Lustmord 2
Page 48
“You’re not getting the gun—that’s final. I’m not letting you.”
“Where’s the gun, Marty? Give me the gun!” Roscoe’s squat, fireplug of a spouse sounded determined.
“Easy does it, honey.” Roscoe did his best to hold and keep her there. “You don’t want the gun. You never even shot a gun.”
“Give it to me! I want the gun! I want it!”
“So you can hurt yourself? No way!” One of them slipped, or both did—and down they went, landing on the linoleum floor, with Petunia Roscoe kicking her legs out and flailing her arms, screeching.
“I want to kill him, Marty. Let me shoot him. Give me the gun, Marty. Please give me the gun. PLEASE, MARTY!”

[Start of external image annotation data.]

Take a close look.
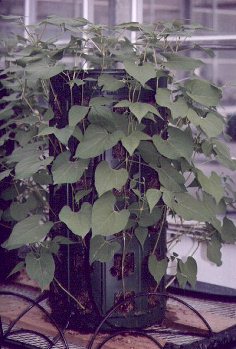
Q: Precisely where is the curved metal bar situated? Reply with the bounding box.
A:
[4,293,45,337]
[97,330,163,349]
[0,291,69,349]
[4,330,54,346]
[87,292,213,349]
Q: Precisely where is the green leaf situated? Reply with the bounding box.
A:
[69,105,89,127]
[98,74,125,91]
[220,217,236,243]
[25,64,65,80]
[123,61,156,86]
[75,188,92,204]
[59,202,92,238]
[138,207,163,227]
[129,102,160,123]
[156,88,173,109]
[162,53,203,70]
[25,249,55,290]
[3,215,53,250]
[184,79,222,107]
[207,234,222,267]
[148,255,168,284]
[153,127,193,160]
[152,158,185,192]
[197,170,224,203]
[52,151,89,184]
[10,194,40,221]
[92,192,130,236]
[75,125,123,159]
[7,261,25,277]
[146,189,162,212]
[38,126,74,145]
[199,112,225,137]
[121,131,150,156]
[0,170,11,181]
[89,235,120,264]
[15,154,53,179]
[134,227,148,248]
[95,161,128,196]
[173,193,212,222]
[177,257,197,287]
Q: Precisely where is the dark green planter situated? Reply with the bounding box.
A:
[50,70,166,331]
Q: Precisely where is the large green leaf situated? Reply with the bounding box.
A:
[69,105,89,127]
[25,248,55,290]
[197,170,224,203]
[146,189,162,212]
[52,151,89,184]
[153,127,193,160]
[148,255,168,284]
[4,215,53,250]
[129,102,160,122]
[163,53,203,70]
[59,202,92,237]
[95,161,128,196]
[134,227,148,248]
[92,192,130,236]
[15,154,53,179]
[173,193,212,222]
[38,126,74,145]
[153,159,185,192]
[75,125,123,159]
[10,194,40,221]
[184,79,222,107]
[124,61,156,86]
[98,74,125,91]
[89,235,121,264]
[121,131,150,156]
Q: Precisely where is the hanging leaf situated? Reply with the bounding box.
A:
[25,248,55,290]
[148,255,168,285]
[52,151,89,184]
[95,161,128,196]
[134,227,148,248]
[162,53,203,70]
[197,170,224,204]
[153,127,193,160]
[69,105,89,127]
[129,102,160,123]
[75,188,92,204]
[38,125,74,145]
[98,74,125,92]
[75,125,123,159]
[123,61,156,86]
[92,192,130,236]
[146,189,162,213]
[89,235,121,264]
[3,215,53,250]
[59,202,92,238]
[184,79,222,107]
[10,194,41,221]
[121,131,151,156]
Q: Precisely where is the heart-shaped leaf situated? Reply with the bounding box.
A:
[92,192,130,236]
[95,161,128,196]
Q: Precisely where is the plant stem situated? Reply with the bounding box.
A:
[54,276,85,310]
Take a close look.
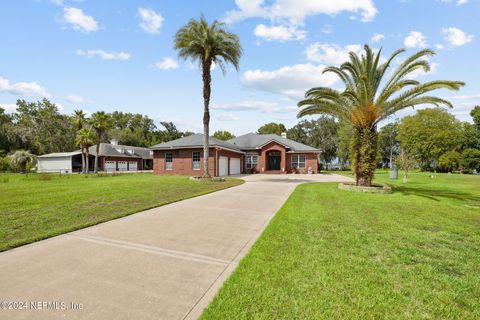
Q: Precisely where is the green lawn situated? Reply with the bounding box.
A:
[0,174,242,251]
[202,173,480,319]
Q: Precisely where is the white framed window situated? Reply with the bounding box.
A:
[165,152,173,170]
[292,154,307,168]
[192,151,200,170]
[245,154,258,169]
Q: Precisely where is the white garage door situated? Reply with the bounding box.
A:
[118,161,128,171]
[128,161,137,171]
[218,157,228,177]
[105,161,117,171]
[230,158,240,174]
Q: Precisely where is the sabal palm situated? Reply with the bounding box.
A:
[90,111,113,173]
[72,110,87,172]
[75,128,95,173]
[174,16,242,177]
[298,45,464,186]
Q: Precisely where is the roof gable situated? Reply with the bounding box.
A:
[228,133,320,152]
[150,133,243,153]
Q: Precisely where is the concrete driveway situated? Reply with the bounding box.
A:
[0,174,350,320]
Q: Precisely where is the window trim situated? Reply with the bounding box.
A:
[192,151,202,171]
[291,153,307,169]
[165,151,173,171]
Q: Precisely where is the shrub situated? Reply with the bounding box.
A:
[438,151,460,172]
[460,149,480,172]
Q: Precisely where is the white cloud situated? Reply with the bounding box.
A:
[370,33,385,43]
[242,63,337,98]
[0,77,50,98]
[305,42,362,65]
[403,31,427,48]
[225,0,378,24]
[50,0,63,6]
[0,103,17,113]
[409,62,438,79]
[65,93,93,103]
[155,57,178,70]
[440,0,469,6]
[442,27,473,47]
[212,100,298,113]
[138,8,164,34]
[217,113,240,121]
[77,49,130,61]
[321,24,333,34]
[253,24,307,41]
[63,7,98,33]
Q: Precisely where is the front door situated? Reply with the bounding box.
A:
[268,151,281,170]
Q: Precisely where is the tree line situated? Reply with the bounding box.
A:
[248,106,480,172]
[0,99,193,171]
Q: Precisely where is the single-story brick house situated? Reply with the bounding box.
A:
[151,133,320,176]
[37,140,153,173]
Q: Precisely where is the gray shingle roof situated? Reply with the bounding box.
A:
[150,133,242,152]
[88,143,153,159]
[227,133,320,152]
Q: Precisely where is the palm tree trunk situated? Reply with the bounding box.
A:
[202,60,212,178]
[352,127,378,187]
[85,147,90,174]
[82,146,86,173]
[94,142,100,173]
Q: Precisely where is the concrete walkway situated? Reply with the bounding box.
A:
[0,175,350,320]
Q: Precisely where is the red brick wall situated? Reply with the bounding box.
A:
[258,142,286,173]
[217,149,245,174]
[287,153,318,173]
[153,148,243,176]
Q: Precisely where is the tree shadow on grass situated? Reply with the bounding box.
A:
[393,186,480,207]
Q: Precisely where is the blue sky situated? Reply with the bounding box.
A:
[0,0,480,135]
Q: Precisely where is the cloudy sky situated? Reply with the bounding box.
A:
[0,0,480,135]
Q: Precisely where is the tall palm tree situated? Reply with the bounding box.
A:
[10,150,37,174]
[174,16,242,177]
[90,111,113,173]
[298,45,464,186]
[75,128,95,173]
[73,110,87,173]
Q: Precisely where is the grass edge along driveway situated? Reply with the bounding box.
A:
[0,174,243,251]
[201,173,480,319]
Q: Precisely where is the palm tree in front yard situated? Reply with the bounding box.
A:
[298,45,464,186]
[174,16,242,177]
[90,111,113,173]
[75,128,95,173]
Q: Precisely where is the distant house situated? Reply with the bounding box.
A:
[151,133,320,176]
[37,140,153,173]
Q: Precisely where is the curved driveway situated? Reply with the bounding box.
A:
[0,174,351,320]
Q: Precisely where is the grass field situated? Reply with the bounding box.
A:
[202,173,480,319]
[0,174,242,251]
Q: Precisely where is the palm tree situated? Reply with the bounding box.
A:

Roscoe held on; it was the only way to keep her down. “You don’t want to shoot nobody now, Petunia. You don’t want to do something like that, babe. He ain’t worth goin’ to jail over.”
CHAPTER 509
Marty Roscoe was able to subdue his wife eventually. Walked her to the sofa in the living room and helped her lie down.
“Take their remains away. Please take them out of here. I can’t bear this; I can’t, I just can’t. . . .”
“And put them where?”
Roscoe lifted the box.
“Front porch for the time being. I don’t care. It makes no difference so long as I don’t have to see them this way. . . .” She reminded him to fold the flaps before taking it outside. Roscoe did this, and carried the box out to the bench swing. When he returned he was wiping his eyes. Regained his composure. Someone had to be strong enough emotionally to get them through this.
He walked down the hallway in back where the bathroom was, got a couple of aspirin and a glass of water for his wife. He had her wash the aspirin down. Wanted her to drink some more of the water.
“What was in the dog food bag? What were you doing with the bag?”
“He left it on our front porch. All I done was took it back to its original owner.”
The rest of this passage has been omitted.